Anyway, space is almost definitely a place I will never go. I don’t care if Stephen Hawking thinks some of us will be living by Mars at the end of the century. (What would we eat? Mars bars?) And I’ve had enough bad experiences on Virgin Trains (no luggage space, no functioning toilet, no buffet car, unforgiveable delays) to even begin to consider a space tour on Virgin Galactic, even if I had the money and Richard Branson actually manages to get it off the ground. Because it’s just too bloody dangerous up there. Aged 10, standing in my front garden, I saw the Space Shuttle Enterprise take off from Stansted Airport on the back of a jumbo jet. This was exciting.
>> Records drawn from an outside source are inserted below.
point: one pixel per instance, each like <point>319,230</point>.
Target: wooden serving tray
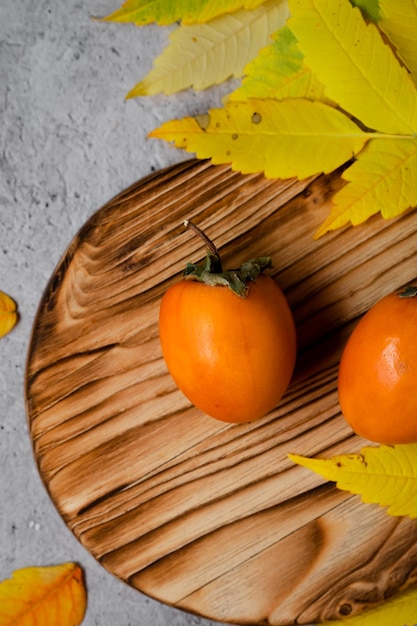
<point>205,516</point>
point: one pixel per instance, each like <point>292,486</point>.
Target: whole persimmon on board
<point>377,381</point>
<point>228,337</point>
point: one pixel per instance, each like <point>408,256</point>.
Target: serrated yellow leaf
<point>202,55</point>
<point>43,596</point>
<point>8,314</point>
<point>382,179</point>
<point>384,475</point>
<point>283,139</point>
<point>279,72</point>
<point>142,12</point>
<point>399,610</point>
<point>399,22</point>
<point>360,72</point>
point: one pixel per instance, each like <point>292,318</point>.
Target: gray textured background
<point>69,142</point>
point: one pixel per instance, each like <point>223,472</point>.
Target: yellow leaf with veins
<point>8,313</point>
<point>43,596</point>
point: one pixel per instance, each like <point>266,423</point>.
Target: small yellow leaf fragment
<point>384,475</point>
<point>44,596</point>
<point>8,313</point>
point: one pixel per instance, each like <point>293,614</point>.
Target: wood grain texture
<point>210,517</point>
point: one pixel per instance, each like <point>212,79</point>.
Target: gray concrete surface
<point>68,143</point>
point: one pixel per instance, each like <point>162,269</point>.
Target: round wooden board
<point>201,515</point>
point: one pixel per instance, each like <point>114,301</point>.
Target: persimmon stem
<point>209,244</point>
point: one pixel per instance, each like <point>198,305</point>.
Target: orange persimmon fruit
<point>228,337</point>
<point>377,380</point>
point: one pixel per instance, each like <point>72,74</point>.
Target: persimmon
<point>377,380</point>
<point>228,337</point>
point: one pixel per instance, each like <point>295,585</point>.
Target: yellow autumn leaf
<point>399,21</point>
<point>202,55</point>
<point>43,596</point>
<point>399,610</point>
<point>279,72</point>
<point>283,139</point>
<point>384,475</point>
<point>8,313</point>
<point>164,12</point>
<point>360,72</point>
<point>382,179</point>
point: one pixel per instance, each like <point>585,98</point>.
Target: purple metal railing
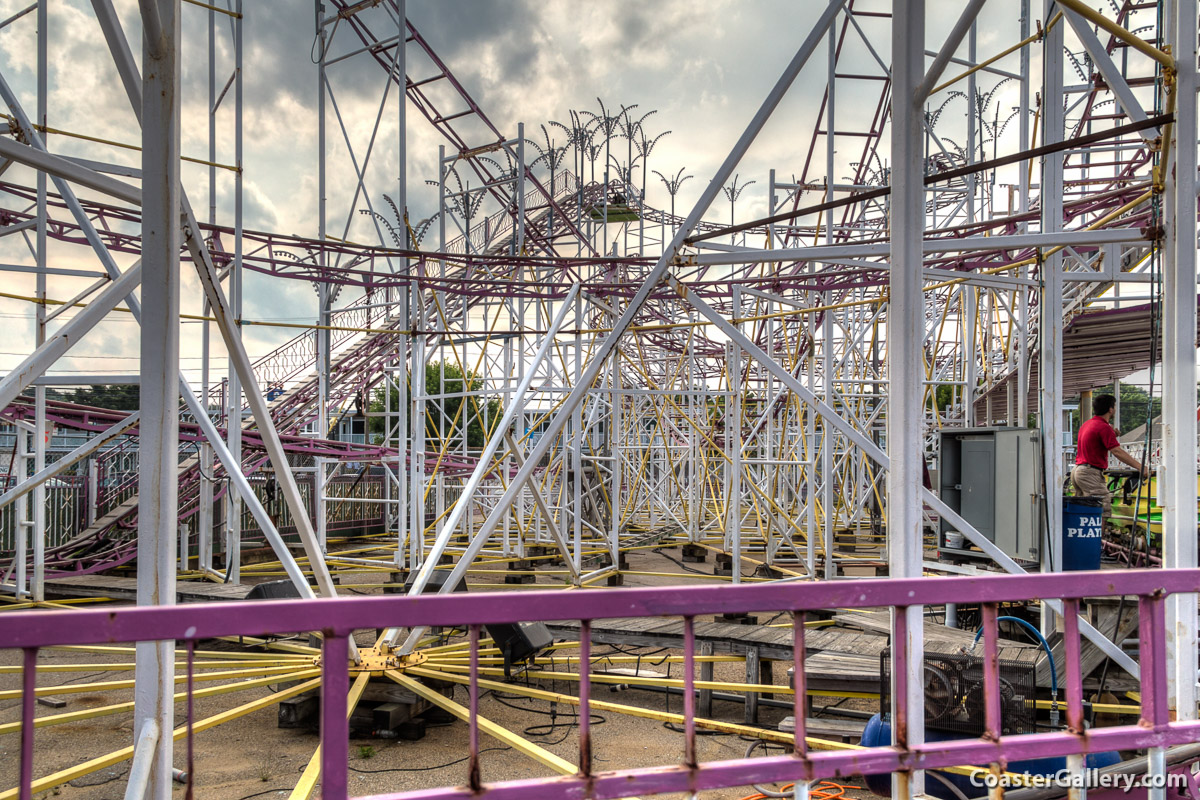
<point>339,618</point>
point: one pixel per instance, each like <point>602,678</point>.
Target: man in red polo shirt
<point>1097,441</point>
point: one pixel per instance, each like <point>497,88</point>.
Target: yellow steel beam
<point>105,710</point>
<point>521,744</point>
<point>125,753</point>
<point>666,716</point>
<point>112,685</point>
<point>312,771</point>
<point>130,651</point>
<point>1122,34</point>
<point>16,669</point>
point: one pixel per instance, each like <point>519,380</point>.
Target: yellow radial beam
<point>111,685</point>
<point>517,743</point>
<point>125,753</point>
<point>117,708</point>
<point>312,771</point>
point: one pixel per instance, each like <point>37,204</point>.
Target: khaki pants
<point>1090,481</point>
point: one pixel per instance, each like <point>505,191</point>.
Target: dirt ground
<point>251,757</point>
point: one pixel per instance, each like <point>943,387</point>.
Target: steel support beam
<point>154,702</point>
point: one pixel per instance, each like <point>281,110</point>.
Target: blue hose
<point>1045,645</point>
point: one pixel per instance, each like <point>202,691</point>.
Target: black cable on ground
<point>258,794</point>
<point>420,769</point>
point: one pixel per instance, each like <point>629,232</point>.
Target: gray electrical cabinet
<point>993,479</point>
But two years later aged 12, I watched its sister ship Challenger being blown to smithereens, which is an image I will never forget. Then came Columbia. And I recently saw Gravity. Now that there is no longer a Space Shuttle in operation, the Soyuz rockets the Russians send everybody up in just look slightly rickety to me, for all their might. There is no escape if it all goes wrong.

Husband in space!
Soyuz simulator, Space Expo. Noordwijk, The Netherlands

But I’ve always had a thing about space, and stargazing. It’s just so humbling. Whilst all the American astronauts interviewed during Channel 4’s space week seemed to have an evangelical approach to their missions to the heavens, believing that God was definitely out there, for me, it’s proof, as we cross more and more scientific frontiers with our jaw-dropping astrophysics technology, that He simply isn’t. I am definitely with Stephen Hawking on this one. But it is overwhelming to look up at the universe, and so very lonely. With all those millions of stars and galaxies above us, all an unfathomable distance away, is it really, like, just us?

So I was straight onto Channel 4’s Live From Space week, broadcast from Mission Control Houston and the International Space Station, 250 miles above Earth. This was far better than Gravity, even if the pictures weren’t as sharp or three-dimensional, simply because it was real. The astronauts were all so terribly nice, and so very jolly, despite being in what is essentially a rather claustrophobic solar-powered tin can, with their only personal “space” being a vertical (or horizontal, or upside down) cubby hole no larger than a phone booth with a sleeping bag fixed to the wall. The universe literally on their doorstep, and the ability to float through the air all day long with nothing to tether them to anything, but such physical restriction at the same time! With just one window.  And the only opportunity for a walk involving being either strapped to a running machine or outside in the void, wearing a monstrous life support suit (but with an admittedly astonishing view). Maybe I’d just about manage a couple of days. But six whole months, or longer? With the same two or three people, day in or day out? What if you didn't get on? It was strange to consider that the International Space Station has been there for fifteen years, and was literally pieced together up in space, but the technology for astronauts to Skype their families and loved ones is so much more recent.

I guess they have to see their work as a privilege since they are living a million kids’ dreams. But they definitely deserved someone with a little more gravitas interviewing them in their micro-gravity. Big kid Dermot O’Leary, utterly distracted and wanting to show off, and without a sensible question in his body, definitely didn’t belong there. (But that said, space stuff does bring out the big kid in all of us – the blatantly more intelligent (Physics degrees versus Media Studies – just sayin’...) Brian Cox and Dara O’Briain were similarly in awe of the ISS in the BBC2 Stargazing Live series.) The live orbit of the Earth broadcast on Sunday night was rather frustrating, with satellite delays and reliance on the camera work of the astronauts, zooming in on clouds that we hoped were the Galapagos. The ISS is actually either a bit too far away or a bit too close to give us a really exciting view – too far to show any detail of the countries below us but too close to show us the true curvature of the planet. Dermot just said “Wow” to it all though.

Cupola on board the ISS...
at Space Expo, Noordwijk, The Netherlands

1 comment:

  1. I think *everyone* who watched that programme said "Dermot?? Really? I mean he's nice, but... Dermot??"